Unsurprisingly, the parties offered differing definitions of "reverse engineering." Defendant argued for a narrow interpretation that the term proscribed only "decompiling or otherwise accessing and recreating the source code of a program." Plaintiff countered with a broader interpretation that "reverse engineering" encompassed Defendant's attempt to "analyze a product to learn the details of its design, construction, or production in order to produce a copy or improved version."

Legal Analysis and Conclusion

The Term "Reverse Engineer" in the License is Unambiguous and Broad

The Fourth Circuit sided with Plaintiff. It agreed that the meaning of the phrase "reverse engineering" is "not self-evident" when devoid of context. Consequently, North Carolina law permits the use of dictionary definitions and interpretation of the License as a whole to determine the ordinary meaning of "reverse engineering." According to one dictionary definition, "reverse engineer" is to "examine (a product) in order to determine its construction, composition, or operation, typically with a view to manufacturing a similar product." According to the appeals court, this definition, as well as a similar one from another dictionary, "is more consistent with the broad understanding offered by [Plaintiff] than the narrower interpretation offered by [Defendant]." The Fourth Circuit also observed that Defendant did not point to, nor had the Court discovered, any technical dictionaries revealing a more restrictive definition in the software context.

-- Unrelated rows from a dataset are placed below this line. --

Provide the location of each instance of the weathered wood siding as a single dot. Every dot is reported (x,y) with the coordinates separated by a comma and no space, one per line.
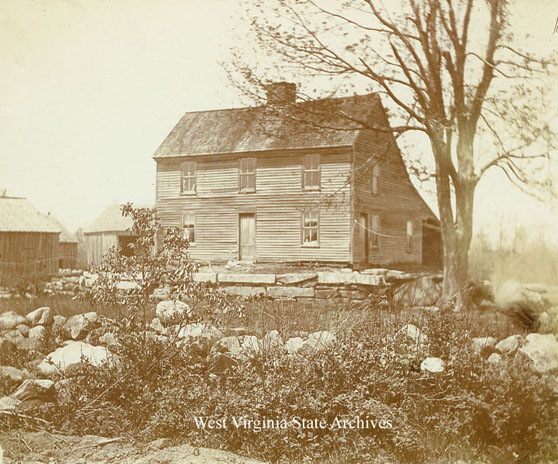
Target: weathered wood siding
(27,255)
(396,202)
(99,243)
(67,255)
(278,203)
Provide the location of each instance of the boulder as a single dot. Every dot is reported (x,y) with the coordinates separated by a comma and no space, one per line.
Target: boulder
(78,326)
(29,344)
(41,316)
(480,343)
(10,320)
(202,344)
(38,331)
(171,309)
(542,351)
(69,357)
(509,345)
(323,337)
(58,323)
(156,325)
(494,358)
(317,341)
(13,334)
(250,345)
(272,339)
(294,344)
(295,278)
(23,330)
(521,304)
(6,345)
(228,345)
(414,334)
(423,291)
(190,331)
(108,339)
(17,375)
(34,387)
(432,365)
(220,362)
(7,403)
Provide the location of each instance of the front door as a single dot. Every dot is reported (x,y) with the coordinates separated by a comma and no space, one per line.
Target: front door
(247,239)
(364,242)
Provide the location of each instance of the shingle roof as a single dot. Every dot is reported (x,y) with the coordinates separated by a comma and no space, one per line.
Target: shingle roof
(262,128)
(19,215)
(65,236)
(111,220)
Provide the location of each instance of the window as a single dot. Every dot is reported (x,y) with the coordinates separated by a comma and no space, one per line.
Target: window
(189,227)
(375,179)
(310,228)
(188,184)
(248,174)
(409,247)
(311,172)
(375,226)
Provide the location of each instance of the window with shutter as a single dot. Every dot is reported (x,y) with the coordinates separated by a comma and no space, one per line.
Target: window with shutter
(248,174)
(188,179)
(311,172)
(310,228)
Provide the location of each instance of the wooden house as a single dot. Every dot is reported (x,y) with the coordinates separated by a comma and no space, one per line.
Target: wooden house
(254,184)
(28,242)
(67,245)
(109,230)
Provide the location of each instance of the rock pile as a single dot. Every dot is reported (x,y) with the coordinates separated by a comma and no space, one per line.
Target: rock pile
(86,338)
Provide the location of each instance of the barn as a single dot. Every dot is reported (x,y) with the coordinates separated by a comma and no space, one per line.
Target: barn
(28,242)
(325,184)
(68,250)
(109,230)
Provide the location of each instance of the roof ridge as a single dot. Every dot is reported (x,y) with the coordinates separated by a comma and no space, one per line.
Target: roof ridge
(296,103)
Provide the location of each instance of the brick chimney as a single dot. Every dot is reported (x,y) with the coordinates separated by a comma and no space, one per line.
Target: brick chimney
(281,93)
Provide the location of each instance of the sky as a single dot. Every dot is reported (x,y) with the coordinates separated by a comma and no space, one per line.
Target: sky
(90,88)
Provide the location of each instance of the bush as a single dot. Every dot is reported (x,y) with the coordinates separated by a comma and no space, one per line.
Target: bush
(472,410)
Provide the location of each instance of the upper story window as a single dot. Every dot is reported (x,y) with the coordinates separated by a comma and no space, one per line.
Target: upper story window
(188,177)
(310,228)
(311,172)
(189,227)
(375,186)
(248,174)
(375,226)
(410,231)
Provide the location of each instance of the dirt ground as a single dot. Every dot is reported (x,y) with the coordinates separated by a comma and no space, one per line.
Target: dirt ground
(46,448)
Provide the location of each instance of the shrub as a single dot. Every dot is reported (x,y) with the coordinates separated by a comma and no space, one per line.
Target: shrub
(472,410)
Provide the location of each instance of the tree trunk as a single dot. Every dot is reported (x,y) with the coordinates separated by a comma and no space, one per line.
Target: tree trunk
(456,228)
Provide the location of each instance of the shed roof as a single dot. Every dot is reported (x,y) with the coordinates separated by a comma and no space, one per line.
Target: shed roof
(111,220)
(19,215)
(324,123)
(65,235)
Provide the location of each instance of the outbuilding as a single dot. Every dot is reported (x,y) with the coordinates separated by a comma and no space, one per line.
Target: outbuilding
(28,242)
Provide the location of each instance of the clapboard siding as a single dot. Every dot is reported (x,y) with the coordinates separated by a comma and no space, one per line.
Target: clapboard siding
(396,202)
(67,255)
(278,204)
(27,255)
(98,244)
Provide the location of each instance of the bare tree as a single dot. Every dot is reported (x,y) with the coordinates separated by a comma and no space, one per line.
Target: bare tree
(446,68)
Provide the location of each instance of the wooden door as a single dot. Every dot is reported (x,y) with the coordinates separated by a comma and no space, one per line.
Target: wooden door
(364,239)
(247,237)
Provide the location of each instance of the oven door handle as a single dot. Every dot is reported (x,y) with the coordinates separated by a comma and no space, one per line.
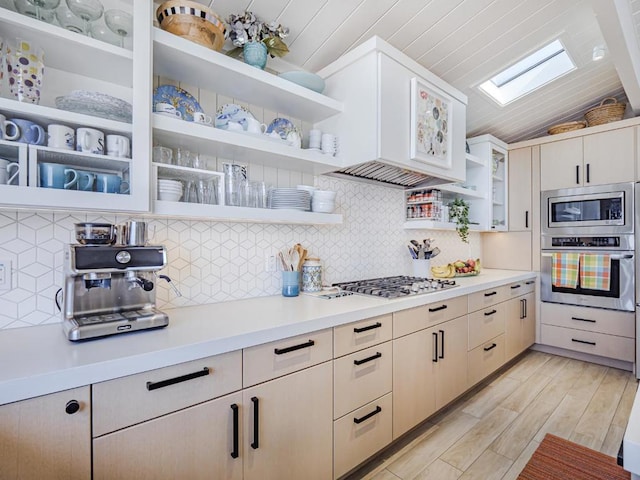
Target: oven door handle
(627,256)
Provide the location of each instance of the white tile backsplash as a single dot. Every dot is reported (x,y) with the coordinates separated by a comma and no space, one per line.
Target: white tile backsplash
(213,261)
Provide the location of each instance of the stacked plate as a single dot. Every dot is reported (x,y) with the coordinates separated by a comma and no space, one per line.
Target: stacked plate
(291,198)
(170,190)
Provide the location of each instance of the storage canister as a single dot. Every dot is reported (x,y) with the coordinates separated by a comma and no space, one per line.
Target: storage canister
(311,275)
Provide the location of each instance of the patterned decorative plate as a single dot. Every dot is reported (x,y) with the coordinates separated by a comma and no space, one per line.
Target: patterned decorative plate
(182,100)
(96,104)
(283,127)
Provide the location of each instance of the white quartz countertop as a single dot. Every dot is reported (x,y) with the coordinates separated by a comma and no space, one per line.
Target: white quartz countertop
(40,360)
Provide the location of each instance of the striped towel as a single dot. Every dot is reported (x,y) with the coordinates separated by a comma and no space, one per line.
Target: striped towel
(564,270)
(595,271)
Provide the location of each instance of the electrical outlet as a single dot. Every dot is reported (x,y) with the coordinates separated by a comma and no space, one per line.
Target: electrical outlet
(270,263)
(5,274)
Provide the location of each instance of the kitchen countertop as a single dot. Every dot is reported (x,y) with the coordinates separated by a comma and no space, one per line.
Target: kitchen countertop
(40,360)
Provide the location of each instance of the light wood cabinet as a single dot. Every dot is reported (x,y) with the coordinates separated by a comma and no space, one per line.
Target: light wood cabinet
(47,437)
(429,370)
(201,442)
(288,426)
(596,159)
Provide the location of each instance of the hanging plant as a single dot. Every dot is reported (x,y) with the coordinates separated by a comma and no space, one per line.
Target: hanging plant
(459,213)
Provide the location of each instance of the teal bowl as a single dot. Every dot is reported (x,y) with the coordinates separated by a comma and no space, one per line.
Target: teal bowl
(305,79)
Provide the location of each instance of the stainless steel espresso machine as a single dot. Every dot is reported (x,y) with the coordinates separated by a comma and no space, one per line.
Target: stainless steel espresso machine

The Fourth Circuit also held that Plaintiff's interpretation "better complies" with the requirement of North Carolina contract interpretation to give effect to every word of the License, if possible. The reverse engineering provision of the License was paired with prohibitions on "reverse assembl[ing] and "decompil[ing]". Defendant's interpretation of the reverse engineering prohibition would affect only those who reverse engineered the software by decompiling and reverse assembling it (as it was to alleged to have done). According to the Court, this interpretation would thus render the phrase "reverse engineer" entirely meaningless. Consequently, the broader and plain meaning interpretation of the "reverse engineering" – advanced by Plaintiff – avoids making the provision redundant and superfluous.

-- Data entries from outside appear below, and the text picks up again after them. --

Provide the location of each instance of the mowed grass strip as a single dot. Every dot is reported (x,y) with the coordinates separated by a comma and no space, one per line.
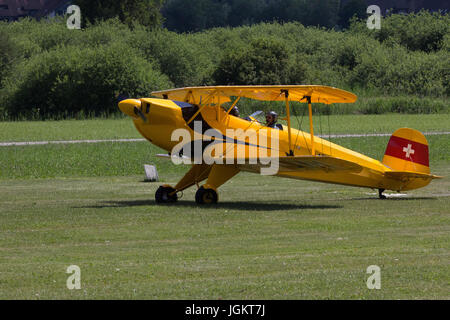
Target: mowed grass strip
(124,128)
(268,238)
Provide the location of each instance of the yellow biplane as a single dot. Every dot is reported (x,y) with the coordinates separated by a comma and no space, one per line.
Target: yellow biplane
(233,144)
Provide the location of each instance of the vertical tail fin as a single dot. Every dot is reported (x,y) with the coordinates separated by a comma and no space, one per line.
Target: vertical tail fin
(407,150)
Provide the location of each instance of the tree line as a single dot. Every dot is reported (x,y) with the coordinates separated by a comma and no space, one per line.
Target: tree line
(198,15)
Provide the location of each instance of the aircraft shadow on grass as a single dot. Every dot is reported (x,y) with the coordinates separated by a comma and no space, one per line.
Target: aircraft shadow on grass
(244,206)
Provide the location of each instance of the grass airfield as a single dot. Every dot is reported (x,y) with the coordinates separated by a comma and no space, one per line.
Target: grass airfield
(268,238)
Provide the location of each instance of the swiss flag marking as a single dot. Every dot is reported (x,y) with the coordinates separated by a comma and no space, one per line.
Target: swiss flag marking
(408,150)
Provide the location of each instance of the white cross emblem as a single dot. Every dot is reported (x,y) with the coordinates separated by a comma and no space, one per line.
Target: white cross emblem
(409,151)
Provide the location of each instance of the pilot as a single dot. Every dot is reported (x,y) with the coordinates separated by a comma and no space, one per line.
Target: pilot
(271,120)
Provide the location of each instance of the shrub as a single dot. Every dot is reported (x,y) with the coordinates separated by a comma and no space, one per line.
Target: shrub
(264,61)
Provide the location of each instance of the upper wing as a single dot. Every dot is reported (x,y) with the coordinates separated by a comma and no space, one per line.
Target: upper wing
(318,94)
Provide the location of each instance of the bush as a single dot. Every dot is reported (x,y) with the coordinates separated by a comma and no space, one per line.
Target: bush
(70,80)
(423,31)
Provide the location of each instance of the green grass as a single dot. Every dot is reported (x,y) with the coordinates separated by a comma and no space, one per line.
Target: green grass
(268,238)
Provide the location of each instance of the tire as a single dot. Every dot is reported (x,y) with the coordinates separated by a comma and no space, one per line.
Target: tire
(206,196)
(162,195)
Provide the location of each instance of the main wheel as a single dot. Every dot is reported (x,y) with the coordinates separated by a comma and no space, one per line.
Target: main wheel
(206,196)
(165,194)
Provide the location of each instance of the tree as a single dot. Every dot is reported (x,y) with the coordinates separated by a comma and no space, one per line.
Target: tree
(144,12)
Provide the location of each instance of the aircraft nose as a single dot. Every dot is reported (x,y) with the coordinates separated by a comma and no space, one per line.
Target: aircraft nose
(129,107)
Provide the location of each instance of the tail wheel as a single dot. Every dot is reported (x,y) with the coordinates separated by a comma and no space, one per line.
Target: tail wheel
(206,196)
(165,194)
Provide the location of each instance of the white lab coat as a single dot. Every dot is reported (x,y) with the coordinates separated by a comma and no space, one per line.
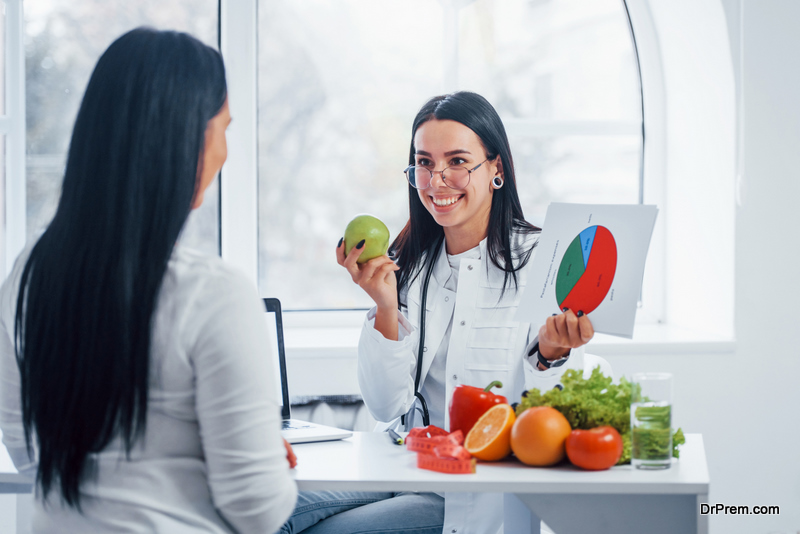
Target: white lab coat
(486,344)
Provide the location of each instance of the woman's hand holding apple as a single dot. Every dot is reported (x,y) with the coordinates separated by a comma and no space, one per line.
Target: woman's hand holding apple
(377,278)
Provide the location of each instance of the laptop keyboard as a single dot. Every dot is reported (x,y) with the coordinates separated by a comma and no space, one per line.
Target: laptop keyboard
(294,425)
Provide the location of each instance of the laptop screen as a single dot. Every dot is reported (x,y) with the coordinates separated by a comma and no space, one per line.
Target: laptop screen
(275,340)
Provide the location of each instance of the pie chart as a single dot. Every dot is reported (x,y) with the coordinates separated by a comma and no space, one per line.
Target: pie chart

Extrinsic Evidence is Impermissible and Unavailing Given the Unambiguousness

Finally, the Fourth Circuit rejected Defendant's reliance on extrinsic evidence purporting to show ambiguity, given its previous finding of unambiguousness. See also Reply Br. of Appellant, Flour Fed. Solutions v. PAE Applied Technologies, LLC, No. 17-1468, 2017 WL 5997802, at *8 (4th Cir. Oct. 27, 2017) (citing holding in SAS Institute that a party may not "sk[ip] over [the] traditional tools of contract interpretation, instead relying on extrinsic evidence it claims shows ambiguity"). In any event, the appeals court found Defendant's supposed extrinsic evidence unavailing. Such evidence consisted of Defendant's showing that Learning Edition can be reverse engineered by the way it described – decompiling and recreating the source code --, which "does nothing to suggest that no other type of reverse engineering is possible," i.e., in a way consonant with Plaintiff's broader interpretation of the License provision.

Since "it is clear that [Defendant] violated the unambiguous reverse engineering prohibition," the Court affirmed summary judgment in Plaintiff's favor.

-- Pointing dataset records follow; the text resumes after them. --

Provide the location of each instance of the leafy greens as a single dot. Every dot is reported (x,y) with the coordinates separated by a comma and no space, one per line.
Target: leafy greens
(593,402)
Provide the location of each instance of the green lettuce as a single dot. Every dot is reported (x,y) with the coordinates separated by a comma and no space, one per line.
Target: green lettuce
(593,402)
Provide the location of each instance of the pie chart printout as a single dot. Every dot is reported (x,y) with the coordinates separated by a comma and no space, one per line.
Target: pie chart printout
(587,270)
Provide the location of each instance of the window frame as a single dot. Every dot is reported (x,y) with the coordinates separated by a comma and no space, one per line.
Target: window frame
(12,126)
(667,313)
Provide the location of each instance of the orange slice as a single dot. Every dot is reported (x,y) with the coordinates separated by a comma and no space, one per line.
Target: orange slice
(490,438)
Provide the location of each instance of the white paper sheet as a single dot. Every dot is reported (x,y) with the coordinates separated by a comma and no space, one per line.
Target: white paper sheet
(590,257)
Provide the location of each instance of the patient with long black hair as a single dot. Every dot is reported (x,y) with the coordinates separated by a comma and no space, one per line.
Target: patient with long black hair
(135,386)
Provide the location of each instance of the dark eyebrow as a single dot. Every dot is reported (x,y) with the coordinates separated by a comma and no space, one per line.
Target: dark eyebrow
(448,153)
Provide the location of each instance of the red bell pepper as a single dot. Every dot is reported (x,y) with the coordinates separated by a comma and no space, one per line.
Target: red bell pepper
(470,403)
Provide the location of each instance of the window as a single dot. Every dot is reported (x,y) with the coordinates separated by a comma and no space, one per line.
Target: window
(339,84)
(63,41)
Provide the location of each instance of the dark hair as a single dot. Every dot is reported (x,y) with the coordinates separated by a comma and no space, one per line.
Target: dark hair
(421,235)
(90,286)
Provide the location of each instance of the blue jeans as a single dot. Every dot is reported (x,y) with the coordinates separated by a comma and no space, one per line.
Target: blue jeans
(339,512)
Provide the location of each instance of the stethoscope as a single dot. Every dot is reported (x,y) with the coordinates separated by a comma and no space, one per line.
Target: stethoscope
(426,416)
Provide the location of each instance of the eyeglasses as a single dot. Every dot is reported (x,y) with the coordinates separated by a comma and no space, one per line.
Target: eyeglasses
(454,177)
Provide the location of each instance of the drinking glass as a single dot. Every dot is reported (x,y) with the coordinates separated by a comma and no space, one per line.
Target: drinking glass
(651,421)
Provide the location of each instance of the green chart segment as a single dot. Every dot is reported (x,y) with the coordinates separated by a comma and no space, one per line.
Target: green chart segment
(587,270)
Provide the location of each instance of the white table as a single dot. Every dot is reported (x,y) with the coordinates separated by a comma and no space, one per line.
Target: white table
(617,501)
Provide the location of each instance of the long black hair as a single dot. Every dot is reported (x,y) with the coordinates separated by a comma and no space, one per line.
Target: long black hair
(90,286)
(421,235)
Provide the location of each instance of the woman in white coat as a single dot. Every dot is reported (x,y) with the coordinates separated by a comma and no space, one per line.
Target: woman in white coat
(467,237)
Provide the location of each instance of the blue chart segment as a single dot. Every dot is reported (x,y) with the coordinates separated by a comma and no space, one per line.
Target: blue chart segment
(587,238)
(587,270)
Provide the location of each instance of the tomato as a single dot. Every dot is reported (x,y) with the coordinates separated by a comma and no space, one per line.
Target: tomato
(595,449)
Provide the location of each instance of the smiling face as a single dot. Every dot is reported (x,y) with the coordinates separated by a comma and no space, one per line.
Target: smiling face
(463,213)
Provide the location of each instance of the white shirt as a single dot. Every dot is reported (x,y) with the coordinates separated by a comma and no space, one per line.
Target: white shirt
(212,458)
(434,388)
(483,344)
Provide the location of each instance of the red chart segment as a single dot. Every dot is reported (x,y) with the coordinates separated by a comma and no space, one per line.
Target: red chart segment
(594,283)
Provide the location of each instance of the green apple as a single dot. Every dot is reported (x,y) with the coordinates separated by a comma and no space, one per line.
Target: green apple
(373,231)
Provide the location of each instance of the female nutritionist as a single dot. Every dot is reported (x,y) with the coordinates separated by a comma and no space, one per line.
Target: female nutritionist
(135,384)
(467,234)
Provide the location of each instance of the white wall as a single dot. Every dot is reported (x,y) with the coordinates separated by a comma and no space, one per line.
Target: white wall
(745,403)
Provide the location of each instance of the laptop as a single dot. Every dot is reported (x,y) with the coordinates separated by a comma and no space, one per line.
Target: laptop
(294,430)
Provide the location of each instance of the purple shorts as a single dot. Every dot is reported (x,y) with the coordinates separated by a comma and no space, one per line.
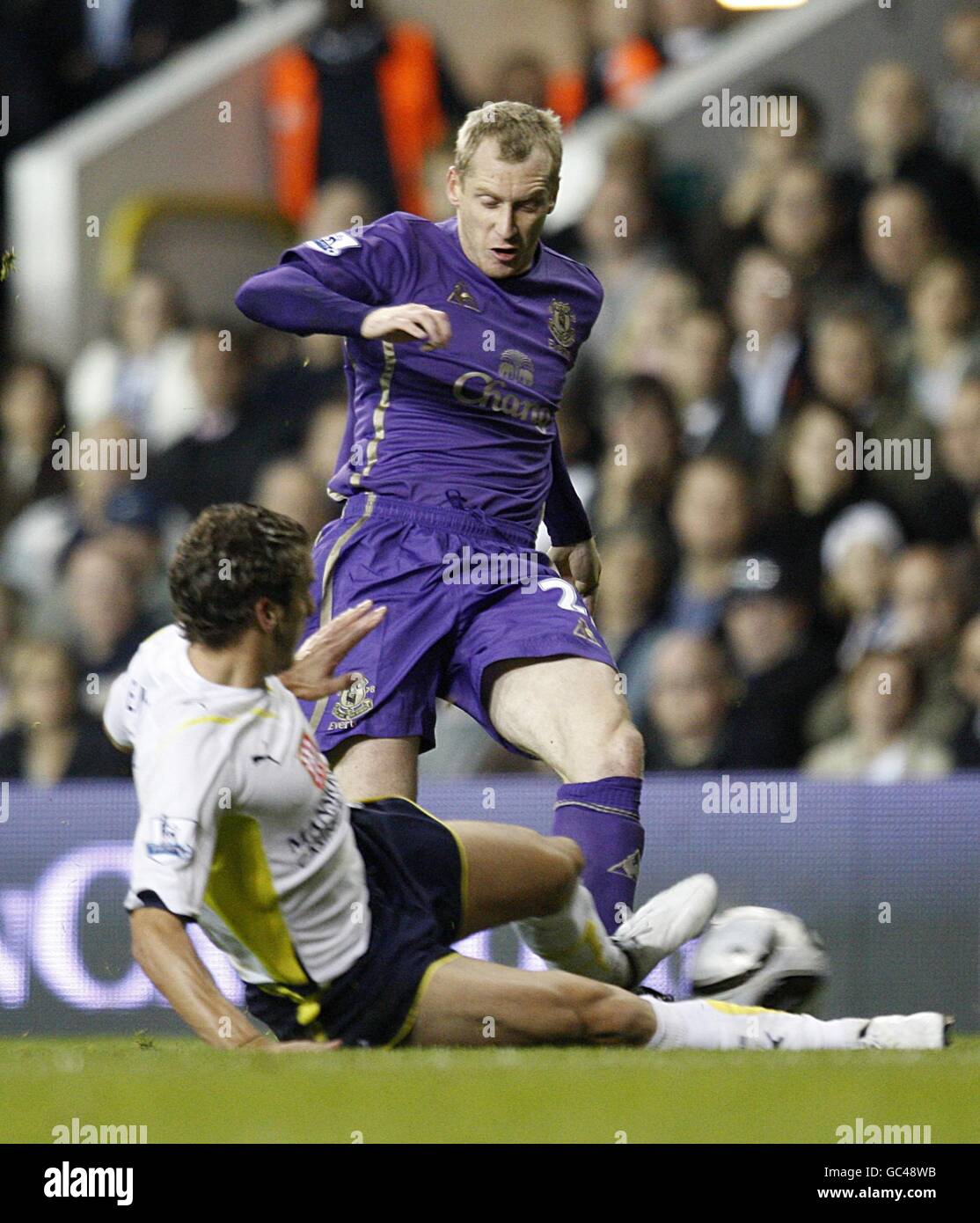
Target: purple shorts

The Appeals Court Denies Defendant's En Banc Petition and Motion for Stay

On November 7, 2017, Defendant filed a petition for rehearing en banc, which the Court denied on November 21, 2017. On November 28, 2017, Defendant filed a motion for stay pending its writ of certiorari petition to the Supreme Court, which the Court denied on November 30, 2017. Plaintiff's judgment took effect on December 8, 2017.

The content of this article is intended to provide a general guide to the subject matter. Specialist advice should be sought about your specific circumstances.